On 21 May 2012, agricultural leadership in Espinar Province announced a strike against the planned expansion of Tintaya mine, a copper mine owned by the Swiss corporation Xstrata (now merged with Glencore). The leaders' demands included higher environmental standards, more money for area development, and independent oversight of the mine. The Los Angeles Times described Mollohuanca as "one of the principal leaders" of the strike.

Strikers occupied the roads to the mine over the following week, blocking all access. In response, President Ollanta Humala declared a state of emergency in the province, suspending constitutional rights, and deployed police commandos against the strikers. Two civilians were killed in the resulting clashes, and 70 police officers were injured.

==Arrest==
On 30 May, Mollohuanca asked the national government to mediate talks between Xstrata and the strikers. The following day, he was arrested at Espinar City Hall by more than a dozen police officers. He was then transferred to the jail at Cuzco and the following day to a jail in Ica, a city on the other side of the country.
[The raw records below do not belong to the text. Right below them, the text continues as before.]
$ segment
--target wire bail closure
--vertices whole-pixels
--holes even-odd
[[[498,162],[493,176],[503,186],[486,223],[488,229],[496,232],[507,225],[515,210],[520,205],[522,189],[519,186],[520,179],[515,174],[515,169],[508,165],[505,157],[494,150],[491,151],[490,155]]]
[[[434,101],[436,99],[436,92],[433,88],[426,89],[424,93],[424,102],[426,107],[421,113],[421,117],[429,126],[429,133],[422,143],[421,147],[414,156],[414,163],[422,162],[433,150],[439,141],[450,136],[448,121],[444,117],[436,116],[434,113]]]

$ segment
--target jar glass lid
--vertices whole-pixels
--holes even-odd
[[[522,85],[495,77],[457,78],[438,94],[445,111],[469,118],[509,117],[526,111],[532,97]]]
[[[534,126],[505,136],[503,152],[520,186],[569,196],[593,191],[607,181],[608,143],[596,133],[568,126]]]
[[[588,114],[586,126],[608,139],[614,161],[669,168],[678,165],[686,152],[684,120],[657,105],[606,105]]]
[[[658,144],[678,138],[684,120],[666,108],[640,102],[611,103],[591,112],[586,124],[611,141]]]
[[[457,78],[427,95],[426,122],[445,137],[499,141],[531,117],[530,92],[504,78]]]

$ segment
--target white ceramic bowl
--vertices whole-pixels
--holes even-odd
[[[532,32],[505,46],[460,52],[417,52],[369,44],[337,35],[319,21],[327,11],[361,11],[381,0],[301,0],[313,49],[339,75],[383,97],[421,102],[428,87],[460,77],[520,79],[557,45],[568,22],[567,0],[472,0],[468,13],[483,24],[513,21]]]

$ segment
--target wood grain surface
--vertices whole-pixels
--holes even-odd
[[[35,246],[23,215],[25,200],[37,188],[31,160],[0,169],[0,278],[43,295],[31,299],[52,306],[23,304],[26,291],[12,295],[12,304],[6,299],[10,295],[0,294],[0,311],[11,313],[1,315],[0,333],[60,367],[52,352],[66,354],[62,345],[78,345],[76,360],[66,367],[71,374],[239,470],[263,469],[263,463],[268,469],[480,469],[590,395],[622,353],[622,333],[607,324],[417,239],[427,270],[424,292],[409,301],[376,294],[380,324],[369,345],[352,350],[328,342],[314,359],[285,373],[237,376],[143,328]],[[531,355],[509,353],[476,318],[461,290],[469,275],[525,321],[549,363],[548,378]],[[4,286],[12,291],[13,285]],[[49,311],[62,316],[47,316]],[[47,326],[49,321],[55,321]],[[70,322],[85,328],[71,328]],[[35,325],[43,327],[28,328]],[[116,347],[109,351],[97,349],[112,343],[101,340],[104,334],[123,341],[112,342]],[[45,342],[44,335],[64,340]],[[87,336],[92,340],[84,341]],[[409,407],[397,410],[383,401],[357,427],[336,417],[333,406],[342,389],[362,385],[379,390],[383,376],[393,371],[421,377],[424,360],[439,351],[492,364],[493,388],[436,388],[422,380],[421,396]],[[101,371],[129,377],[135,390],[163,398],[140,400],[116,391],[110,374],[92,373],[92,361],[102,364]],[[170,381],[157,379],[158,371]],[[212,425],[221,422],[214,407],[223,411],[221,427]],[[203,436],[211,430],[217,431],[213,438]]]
Authorities accused Mollohuanca of using public funds to support the protests as well as inciting violence, and a judge ordered him to serve five months of "preventative" detention while the accusations against him were investigated. Mollohuanca described his detention as "surely handed down because of pressure from above, because what we have here at play are big interests from, for example, mining companies".

Amnesty International called for a letter-writing campaign in response to the arrest, urging authorities to either charge Mollohuanca with a criminal offense or release him immediately. Peruvian human rights groups also appealed Mollohuanca's case, arguing that his detention was arbitrary as he had not been given a trial. Vigils and protests were held on his behalf throughout the country.

On 13 June, an appeals court ordered his release, though he remained under criminal investigation. Addressing the media after being freed, Mollohuanca protested his "arbitrary" arrest and called for "dialogue to tackle the area's environmental and social problems".

==Political views==
Mollohuanca belonged to the Tierra y Libertad party.